Roger’s dreams came true years later, when he gained extensive recognition for winning the New York Youth Symphony First Music competition for his work The Other Rainbow in 2005, and the ASCAP Foundation Rudolf Nissin Prize for Green Flash in 2009.

Many of Roger’s works were for the orchestra, and even his chamber music works have an orchestral sound to them. He admits that he loves writing for the orchestra, and is fascinated with its possibilities to create a wide range of colors and textures.

“I [try] to make the music sound bigger than the ensemble,” he said. “Using a larger variety of sounds and textures, I try to create something that is more than the sum of its parts.”

Apart from his love for the orchestra, Roger is also fascinated with science and nature. Many of his works are inspired from mathematical concepts and natural phenomenon, and written to convey his amazement at what the world has to offer.

In the case of Geometries, Roger’s two-movement chamber music work that would be featured at the Intimacy of Creativity, his inspiration was as simple as wanting to take basic mathematical concepts – fractals and tangents – and translate them into musical shapes.

“I just wanted to bounce musical lines against each other and see where that would go,” he said of the second movement, Tangents, which he composed first. “And then for Fractals… it’s about this one musical line that’s all over the place, developed in a multiplicative way… sort of like when you look at a fractal.”

Roger will play two roles in the Intimacy of Creativity, one of a composer fellow and another as a pianist, although he says he is no longer an active performer since graduating from the University of Southern California in 2007.

“I’ve been caught up with composing… and sort of fallen out of practice,” he said.
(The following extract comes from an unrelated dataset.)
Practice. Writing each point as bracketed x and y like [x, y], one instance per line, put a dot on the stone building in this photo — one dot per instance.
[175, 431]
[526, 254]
To have the composers be a performer in their own pieces was Bright’s idea, according to Roger, who said Bright told him “it was important for [him] as a composer to also be a performer.”

And increasingly, as Roger practiced for the upcoming workshop, he sees the significance in Bright’s suggestion. Already, viewing his own work through the eyes of a performer, he finds himself making technical changes to his piece and noticing things about the music that even he would want to criticize.

Roger never used to revise his own work. Having learned how to compose music from the first bar to the final bar without looking back, he said that he has only recently accepted that “music is flexible” and “as alive as you’ll let it be alive.”

“I used to… write a piece, finish it, leave it, move on and write another piece. I don’t think about revising it,” said Roger. Although he still doesn’t revise that often, he states that he is “a lot more flexible in terms of being open to change things after the fact.”

“As part of the Intimacy of Creativity, it’s the thing that I’m most excited and nervous about.”